Só sereis verdadeiramente livres, não, quando vossos dias não tiverem uma única preocupação, e vossas noites não tiverem uma única necessidade e uma tristeza;
mas quando estas coisas sujeitarem a vossa vida e mesmo assim vos elevardes sobre elas, sem vestes e sem amarras.
E como vos elevareis além de vossos dias e de vossas noites a não ser que quebreis as correntes que vós, na aurora do vosso conhecimento, amarrastes em torno do vosso meio-dia?
Na verdade, o que vós chamais de liberdade é a mais forte dessas correntes, apesar dos seus elos brilharem ao sol e ofuscarem vossos olhos.
O quê, além de fragmentos de vós mesmos, descartareis para que sejais livres?
Se for uma lei injusta que abolireis, esta lei foi escrita com vossa própria mão em vossa própria testa.
Não podeis apagá-la queimando vossos livros de lei, nem lavando a fronte dos vossos juízes, mesmo que derrameis o mar sobre elas.
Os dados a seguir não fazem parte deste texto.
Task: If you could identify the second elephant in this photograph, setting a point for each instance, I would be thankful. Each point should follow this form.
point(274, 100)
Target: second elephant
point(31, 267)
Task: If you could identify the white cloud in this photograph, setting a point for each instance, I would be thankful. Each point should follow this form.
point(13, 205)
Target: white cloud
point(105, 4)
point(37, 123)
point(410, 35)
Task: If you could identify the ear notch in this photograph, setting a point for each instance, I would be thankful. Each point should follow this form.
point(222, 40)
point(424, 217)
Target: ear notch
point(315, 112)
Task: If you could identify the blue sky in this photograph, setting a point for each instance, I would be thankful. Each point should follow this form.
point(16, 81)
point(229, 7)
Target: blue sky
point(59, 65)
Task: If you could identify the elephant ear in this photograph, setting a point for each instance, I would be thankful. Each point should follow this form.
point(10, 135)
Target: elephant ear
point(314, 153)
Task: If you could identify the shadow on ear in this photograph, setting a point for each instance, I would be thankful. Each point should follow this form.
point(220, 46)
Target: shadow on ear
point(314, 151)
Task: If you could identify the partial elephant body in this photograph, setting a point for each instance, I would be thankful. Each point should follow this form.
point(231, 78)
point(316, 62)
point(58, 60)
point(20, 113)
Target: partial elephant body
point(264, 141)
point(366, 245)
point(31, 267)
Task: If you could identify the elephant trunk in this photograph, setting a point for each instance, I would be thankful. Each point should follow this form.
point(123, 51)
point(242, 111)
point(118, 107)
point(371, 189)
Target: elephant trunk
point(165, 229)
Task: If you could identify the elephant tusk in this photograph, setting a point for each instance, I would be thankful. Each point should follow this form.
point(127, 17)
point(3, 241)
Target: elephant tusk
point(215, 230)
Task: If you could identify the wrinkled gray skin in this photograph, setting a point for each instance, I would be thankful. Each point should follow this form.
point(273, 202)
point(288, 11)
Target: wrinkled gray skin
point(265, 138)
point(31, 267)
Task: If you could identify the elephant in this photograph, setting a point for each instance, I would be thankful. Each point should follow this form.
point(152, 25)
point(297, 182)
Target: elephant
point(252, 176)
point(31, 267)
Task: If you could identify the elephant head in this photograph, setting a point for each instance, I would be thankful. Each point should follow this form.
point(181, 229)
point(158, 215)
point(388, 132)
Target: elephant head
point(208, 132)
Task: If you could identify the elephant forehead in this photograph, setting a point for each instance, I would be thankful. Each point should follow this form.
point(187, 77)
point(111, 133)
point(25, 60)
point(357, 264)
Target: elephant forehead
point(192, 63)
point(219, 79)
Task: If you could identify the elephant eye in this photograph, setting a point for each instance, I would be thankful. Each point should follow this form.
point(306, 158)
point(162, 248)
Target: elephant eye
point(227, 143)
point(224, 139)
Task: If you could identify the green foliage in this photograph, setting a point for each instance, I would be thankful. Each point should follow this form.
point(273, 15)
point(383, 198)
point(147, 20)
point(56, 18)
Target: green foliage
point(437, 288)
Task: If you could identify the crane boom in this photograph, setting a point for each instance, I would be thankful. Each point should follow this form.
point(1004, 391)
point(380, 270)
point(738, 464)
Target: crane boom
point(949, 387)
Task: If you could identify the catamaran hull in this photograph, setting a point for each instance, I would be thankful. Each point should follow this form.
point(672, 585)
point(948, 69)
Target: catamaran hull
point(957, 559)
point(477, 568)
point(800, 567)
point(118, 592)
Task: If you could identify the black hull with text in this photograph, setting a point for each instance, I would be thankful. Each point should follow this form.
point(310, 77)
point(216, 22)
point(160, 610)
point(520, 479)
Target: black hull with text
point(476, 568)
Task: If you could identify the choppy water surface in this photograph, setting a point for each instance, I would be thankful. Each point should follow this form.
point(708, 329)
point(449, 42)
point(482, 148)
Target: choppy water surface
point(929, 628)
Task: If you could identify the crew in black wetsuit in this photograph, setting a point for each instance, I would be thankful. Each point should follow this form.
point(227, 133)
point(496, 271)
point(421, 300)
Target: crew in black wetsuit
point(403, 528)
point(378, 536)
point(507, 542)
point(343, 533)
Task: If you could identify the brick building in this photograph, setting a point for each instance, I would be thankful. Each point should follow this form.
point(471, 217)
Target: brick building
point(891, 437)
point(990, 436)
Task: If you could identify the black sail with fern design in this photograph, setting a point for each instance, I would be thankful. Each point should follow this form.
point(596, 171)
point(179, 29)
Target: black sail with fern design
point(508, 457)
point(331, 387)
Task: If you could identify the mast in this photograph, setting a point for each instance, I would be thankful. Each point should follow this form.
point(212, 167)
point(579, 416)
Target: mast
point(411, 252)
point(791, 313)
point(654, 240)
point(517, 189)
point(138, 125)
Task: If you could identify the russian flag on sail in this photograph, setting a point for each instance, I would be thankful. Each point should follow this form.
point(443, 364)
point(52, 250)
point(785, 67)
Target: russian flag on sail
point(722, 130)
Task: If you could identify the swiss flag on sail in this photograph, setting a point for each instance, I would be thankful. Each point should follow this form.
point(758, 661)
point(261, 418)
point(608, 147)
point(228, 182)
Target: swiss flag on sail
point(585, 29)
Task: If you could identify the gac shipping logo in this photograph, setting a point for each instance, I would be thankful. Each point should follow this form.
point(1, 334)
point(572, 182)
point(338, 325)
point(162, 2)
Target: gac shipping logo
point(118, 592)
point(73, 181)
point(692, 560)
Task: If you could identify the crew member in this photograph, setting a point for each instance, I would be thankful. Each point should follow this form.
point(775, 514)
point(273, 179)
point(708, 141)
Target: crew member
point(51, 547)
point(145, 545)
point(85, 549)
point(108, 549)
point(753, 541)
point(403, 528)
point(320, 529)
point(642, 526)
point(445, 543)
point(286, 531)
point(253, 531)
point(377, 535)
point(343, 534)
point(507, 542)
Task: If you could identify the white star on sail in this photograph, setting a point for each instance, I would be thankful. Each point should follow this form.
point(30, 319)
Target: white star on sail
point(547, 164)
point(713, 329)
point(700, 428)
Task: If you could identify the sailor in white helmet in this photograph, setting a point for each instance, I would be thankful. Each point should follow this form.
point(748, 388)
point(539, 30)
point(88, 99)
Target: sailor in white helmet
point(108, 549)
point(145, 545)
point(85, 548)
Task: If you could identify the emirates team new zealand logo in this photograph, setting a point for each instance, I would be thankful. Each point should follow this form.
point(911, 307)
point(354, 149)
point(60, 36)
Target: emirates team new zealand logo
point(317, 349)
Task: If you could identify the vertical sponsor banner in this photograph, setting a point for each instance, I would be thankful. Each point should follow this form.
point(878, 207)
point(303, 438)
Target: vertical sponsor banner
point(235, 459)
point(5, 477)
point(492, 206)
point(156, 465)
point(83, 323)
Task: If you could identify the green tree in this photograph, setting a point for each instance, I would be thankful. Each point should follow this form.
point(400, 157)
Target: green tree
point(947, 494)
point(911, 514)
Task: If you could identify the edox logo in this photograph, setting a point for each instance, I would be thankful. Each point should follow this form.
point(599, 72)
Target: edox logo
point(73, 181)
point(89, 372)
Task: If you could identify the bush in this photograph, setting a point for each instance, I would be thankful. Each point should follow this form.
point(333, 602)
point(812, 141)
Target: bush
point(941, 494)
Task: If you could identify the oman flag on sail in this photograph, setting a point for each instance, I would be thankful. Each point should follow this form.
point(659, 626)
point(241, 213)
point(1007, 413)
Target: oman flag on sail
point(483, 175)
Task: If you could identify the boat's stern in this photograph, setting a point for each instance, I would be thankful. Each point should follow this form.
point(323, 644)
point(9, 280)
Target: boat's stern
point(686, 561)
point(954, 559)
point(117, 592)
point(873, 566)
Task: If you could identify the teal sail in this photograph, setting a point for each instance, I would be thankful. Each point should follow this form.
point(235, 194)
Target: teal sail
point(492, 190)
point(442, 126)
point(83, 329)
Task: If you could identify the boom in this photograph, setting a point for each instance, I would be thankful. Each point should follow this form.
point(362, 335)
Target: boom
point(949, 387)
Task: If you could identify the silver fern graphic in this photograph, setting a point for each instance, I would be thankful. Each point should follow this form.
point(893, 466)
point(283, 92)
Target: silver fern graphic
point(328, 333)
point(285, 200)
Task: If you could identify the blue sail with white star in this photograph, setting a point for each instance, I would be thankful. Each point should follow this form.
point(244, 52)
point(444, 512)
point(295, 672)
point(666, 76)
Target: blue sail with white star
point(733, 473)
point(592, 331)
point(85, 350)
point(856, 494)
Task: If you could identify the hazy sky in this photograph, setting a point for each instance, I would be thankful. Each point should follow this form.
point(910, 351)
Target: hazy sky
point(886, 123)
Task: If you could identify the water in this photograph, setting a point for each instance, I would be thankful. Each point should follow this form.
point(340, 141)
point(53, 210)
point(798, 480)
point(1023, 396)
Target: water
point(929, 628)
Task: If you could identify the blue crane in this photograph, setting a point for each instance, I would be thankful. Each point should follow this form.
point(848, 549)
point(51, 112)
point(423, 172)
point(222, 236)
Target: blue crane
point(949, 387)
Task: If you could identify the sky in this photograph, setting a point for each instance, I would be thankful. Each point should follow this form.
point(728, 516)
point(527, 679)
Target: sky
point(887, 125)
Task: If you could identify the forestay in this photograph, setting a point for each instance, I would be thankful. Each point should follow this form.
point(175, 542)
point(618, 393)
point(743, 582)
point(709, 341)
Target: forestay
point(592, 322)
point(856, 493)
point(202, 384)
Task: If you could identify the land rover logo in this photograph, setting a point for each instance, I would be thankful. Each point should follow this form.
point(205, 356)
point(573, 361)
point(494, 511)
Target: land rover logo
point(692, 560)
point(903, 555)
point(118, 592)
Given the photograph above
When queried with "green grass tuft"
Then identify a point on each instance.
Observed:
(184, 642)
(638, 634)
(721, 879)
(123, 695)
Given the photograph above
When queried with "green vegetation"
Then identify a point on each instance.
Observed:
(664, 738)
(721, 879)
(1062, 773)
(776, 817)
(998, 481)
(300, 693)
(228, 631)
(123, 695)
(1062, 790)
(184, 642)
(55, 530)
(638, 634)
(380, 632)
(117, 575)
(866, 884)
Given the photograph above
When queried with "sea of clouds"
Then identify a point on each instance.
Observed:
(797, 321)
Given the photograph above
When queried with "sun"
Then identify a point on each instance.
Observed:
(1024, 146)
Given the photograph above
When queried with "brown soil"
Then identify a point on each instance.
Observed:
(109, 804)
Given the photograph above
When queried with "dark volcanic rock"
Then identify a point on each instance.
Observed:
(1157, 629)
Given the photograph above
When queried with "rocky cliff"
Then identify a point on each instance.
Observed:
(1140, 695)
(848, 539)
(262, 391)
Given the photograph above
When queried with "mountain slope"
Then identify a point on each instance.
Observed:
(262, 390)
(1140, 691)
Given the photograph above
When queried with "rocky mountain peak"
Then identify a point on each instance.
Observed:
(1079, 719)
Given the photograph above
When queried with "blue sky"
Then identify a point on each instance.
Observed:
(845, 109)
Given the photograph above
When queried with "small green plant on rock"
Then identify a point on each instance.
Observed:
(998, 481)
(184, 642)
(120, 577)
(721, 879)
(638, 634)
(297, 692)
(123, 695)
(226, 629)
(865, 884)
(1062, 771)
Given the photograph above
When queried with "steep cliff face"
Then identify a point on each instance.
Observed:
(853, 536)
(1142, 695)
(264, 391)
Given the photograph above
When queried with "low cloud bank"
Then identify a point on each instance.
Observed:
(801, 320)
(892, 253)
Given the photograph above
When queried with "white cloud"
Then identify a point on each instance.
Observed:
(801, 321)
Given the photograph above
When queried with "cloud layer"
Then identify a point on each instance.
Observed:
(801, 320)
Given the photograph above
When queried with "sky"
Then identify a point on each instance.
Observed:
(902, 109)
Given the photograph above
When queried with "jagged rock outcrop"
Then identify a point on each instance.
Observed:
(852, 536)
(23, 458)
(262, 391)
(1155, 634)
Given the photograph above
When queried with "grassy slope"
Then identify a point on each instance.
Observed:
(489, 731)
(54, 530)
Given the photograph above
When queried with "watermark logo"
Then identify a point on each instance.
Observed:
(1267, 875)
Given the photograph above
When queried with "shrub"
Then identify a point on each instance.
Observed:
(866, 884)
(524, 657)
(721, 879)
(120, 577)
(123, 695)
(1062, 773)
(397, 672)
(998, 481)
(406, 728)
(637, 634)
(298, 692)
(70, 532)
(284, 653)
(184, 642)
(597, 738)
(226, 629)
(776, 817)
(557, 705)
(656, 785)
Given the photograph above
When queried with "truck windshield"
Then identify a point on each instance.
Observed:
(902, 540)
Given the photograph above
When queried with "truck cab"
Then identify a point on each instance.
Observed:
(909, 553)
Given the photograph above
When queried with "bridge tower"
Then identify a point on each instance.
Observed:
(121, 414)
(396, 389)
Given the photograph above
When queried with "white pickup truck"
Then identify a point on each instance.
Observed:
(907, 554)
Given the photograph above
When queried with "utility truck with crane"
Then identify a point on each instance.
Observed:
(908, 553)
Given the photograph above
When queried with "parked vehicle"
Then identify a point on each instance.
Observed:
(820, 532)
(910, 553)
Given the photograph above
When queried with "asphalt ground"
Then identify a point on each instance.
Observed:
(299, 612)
E se é um déspota que destronareis, assegurai-vos que o seu trono, erigido dentro de vós, esteja destruído.
Pois como pode um tirano governar os livres e os orgulhosos, a não ser pela tirania de sua própria liberdade e pela vergonha de seu próprio orgulho?
E se é de uma preocupação que quereis livrar-vos, esta preocupação foi escolhida por vós, e não imposta a vós.
E se é um medo que quereis abandonar, este medo está em vosso coração e na mão dos que são temidos.
Verdadeiramente, todas as coisas movimentam-se em vosso ser em um abraço constante, o desejado e o odiado, o repugnante e o amado, o perseguido e aquilo que quereis fugir.
Estas coisas se movem dentro de vós como luzes e sombras, em pares que se unem.
E, portanto, quando vossa liberdade perder suas algemas, ela se tornará a algema de uma liberdade maior."